The German team of Jessica Degenhardt and Cheyenne Rosenthal finished first in the doubles with a combined time of one minute, 18.371 seconds.

Countrymates Dajana Eitberger and Saskia Schirmer finished 0.08 seconds back in second with Italians Andrea Voetter and Marion Oberhofer (1:18.466) rounded out the top three.

On the men’s side, Germany’s Tobias Wendl and Tobias Arlt claimed their 53rd gold medal win on the World Cup circuit, finishing with a time of one minute, 17.300 seconds.

“It’s great, it feels like the first one,” said Arlt.

Wendl agreed, adding that despite competing together for more than two decades the pair are constantly learning about what different tracks require.

“It’s super fast and the speed is incredible,” Wendl said about the track at Whistler. “It’s the only track in the world that makes it so fast in the bottom. We like it very much.”

Austria’s Thomas Steu and Wolfgang Kindl finished 0.078 seconds behind the leaders and Germany’s Hannes Orlamuender and Paul Constantin Gubitz (1:17.405) claimed bronze.

Canadian’s Devin Wardrope and Cole Anthony Zajanski finished 12th overall.

“We’re still trying to figure out our sled and all the components that go into that,” said Zajanski.

“This whole pre-season and the first two World Cups we’ve struggled a lot with the sled setup and how we’re not very comfortable and it’s not very quick. Hopefully a result like this, we take a few weeks off and regroup and hopefully moving forward we can just continue this roll and get better and better.”

Susko and Podulsky will compete in the Team Relay on Saturday, while Susko will also compete in the women’s singles.

Team Relay teams consist of one sled from each discipline: women’s singles; men’s doubles; men’s singles; and women’s doubles. All four sleds of one team start one after the other from one start height, provided the slider in front of them hits a touch pad to open the start gate for their teammate.

It’s the first time women’s doubles is being included in the relay.

Germany’s Max Langenhan struck gold in the men’s singles race.

Langenhan finished his race in one minute, 40.093 seconds.

Jonas Mueller of Austria (1:40.348) and Latvia’s Kristers Aparjods (1:40.572) earned silver and bronze, respectively.

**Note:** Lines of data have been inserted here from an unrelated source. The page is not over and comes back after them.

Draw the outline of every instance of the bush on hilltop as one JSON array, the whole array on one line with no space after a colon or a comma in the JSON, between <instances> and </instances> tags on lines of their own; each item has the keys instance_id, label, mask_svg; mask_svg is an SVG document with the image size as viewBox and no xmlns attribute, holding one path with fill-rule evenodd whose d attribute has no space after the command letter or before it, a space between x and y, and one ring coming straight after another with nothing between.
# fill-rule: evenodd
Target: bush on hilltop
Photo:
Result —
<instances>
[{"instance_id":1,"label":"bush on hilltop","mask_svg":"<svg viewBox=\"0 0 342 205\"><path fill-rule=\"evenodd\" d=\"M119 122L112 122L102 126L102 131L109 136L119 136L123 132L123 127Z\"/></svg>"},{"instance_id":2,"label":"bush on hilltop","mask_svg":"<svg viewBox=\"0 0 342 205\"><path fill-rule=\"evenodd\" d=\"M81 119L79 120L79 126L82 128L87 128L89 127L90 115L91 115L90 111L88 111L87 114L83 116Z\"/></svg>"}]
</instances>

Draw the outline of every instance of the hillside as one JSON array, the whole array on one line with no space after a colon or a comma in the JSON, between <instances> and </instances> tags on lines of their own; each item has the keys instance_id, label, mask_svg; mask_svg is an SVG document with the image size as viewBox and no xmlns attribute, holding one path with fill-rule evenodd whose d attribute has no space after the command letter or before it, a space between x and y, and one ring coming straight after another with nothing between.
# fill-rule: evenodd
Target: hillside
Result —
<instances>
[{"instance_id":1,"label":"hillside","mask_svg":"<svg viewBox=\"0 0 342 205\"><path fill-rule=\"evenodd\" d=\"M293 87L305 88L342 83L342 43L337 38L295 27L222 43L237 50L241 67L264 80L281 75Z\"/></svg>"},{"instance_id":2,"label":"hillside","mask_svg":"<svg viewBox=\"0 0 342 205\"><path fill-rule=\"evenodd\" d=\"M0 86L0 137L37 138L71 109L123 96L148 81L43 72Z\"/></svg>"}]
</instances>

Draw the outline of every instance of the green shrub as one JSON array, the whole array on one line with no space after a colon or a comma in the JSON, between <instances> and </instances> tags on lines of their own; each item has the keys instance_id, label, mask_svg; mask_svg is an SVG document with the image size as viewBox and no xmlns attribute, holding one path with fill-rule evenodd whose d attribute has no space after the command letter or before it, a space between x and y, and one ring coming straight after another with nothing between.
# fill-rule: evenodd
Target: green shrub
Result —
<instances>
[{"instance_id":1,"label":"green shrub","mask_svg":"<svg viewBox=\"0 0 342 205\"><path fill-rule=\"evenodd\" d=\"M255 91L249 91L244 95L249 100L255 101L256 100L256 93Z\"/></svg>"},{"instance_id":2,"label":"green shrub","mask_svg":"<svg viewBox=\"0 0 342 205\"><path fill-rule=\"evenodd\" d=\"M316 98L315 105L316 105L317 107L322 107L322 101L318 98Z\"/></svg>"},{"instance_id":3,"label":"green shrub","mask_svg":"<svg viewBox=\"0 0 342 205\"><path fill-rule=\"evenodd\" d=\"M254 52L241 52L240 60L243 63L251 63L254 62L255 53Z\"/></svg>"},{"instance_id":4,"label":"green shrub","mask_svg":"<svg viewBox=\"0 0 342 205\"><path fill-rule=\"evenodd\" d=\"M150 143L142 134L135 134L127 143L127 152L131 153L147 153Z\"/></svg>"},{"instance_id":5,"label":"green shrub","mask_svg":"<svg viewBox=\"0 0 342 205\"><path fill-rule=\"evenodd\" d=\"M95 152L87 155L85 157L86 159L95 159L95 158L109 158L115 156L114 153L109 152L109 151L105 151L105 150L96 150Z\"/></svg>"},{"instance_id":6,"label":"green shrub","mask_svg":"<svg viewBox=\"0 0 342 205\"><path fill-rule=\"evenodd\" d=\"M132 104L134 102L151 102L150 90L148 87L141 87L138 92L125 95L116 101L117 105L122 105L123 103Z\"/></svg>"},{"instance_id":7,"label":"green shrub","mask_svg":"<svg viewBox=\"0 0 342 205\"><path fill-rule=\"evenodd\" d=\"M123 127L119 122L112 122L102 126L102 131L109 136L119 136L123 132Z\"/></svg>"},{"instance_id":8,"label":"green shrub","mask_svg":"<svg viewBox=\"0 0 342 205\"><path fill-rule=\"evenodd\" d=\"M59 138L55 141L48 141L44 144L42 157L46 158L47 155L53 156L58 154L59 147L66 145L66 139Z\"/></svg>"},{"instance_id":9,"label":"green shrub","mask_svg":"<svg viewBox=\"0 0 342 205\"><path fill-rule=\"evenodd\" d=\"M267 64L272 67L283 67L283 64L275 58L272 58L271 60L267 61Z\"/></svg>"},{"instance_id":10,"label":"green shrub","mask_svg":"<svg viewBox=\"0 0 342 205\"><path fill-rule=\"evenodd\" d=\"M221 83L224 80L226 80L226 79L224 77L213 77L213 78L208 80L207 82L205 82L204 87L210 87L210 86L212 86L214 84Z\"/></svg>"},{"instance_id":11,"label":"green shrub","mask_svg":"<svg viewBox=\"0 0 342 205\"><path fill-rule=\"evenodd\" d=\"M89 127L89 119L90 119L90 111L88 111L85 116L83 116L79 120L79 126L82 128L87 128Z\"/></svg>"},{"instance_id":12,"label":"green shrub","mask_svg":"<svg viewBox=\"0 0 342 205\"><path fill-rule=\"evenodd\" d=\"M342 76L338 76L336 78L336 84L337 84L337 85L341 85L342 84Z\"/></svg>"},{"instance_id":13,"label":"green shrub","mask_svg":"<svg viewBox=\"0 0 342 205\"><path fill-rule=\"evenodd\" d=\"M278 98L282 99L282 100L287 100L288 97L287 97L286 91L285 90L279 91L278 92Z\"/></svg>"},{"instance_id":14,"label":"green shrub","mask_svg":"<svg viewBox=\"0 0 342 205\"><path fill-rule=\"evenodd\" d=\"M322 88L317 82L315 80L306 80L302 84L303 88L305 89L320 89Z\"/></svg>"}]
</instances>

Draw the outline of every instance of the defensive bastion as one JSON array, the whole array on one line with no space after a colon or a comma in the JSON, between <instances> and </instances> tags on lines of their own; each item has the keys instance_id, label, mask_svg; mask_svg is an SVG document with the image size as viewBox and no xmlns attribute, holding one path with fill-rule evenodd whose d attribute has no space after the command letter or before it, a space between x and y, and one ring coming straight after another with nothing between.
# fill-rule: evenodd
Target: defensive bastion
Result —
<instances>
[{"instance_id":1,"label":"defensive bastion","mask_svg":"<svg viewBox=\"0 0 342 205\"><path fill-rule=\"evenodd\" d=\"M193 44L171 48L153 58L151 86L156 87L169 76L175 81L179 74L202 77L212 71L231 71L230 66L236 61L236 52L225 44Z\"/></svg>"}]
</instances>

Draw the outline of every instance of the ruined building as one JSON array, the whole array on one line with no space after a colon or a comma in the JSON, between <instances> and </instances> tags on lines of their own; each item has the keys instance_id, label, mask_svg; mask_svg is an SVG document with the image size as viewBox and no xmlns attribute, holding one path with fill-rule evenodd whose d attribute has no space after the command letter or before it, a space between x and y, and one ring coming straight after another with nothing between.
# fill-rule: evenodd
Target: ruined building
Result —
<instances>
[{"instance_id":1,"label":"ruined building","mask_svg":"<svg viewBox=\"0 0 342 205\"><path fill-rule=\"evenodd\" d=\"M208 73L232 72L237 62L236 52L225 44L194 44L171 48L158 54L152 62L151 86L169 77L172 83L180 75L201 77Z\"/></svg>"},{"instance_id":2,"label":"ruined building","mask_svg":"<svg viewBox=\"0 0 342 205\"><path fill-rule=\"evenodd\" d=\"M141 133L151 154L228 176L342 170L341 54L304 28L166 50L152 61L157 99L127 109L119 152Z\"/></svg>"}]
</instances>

Langenhan sits atop the men’s singles rankings through the first two legs of the World Cup circuit with 200 points. The 24-year-old also had the fastest time in the first leg of the World Cup circuit, which runs until March 2, 2024 in Sigulda, Latvia.

Meanwhile, Canadians Theo Downy and Dylan Morse placed 17th and 20th, respectively.

Downey said he was pleased with his first singles race on the senior circuit, a week after finishing third at the Winterberg Junior World Cup.

“Being able to be around these people that are way older than me, my entire career I’ve been looking up to them and been like ‘oh wow these guys are the big leagues’ is pretty exciting,” he said.

Downey trains in Whistler and said having practised on the luge course before helped him in preparing for the men’s senior event.

“This track is scary. It’s very scary. So having those hundreds of runs to fall back on has helped a lot,” he said.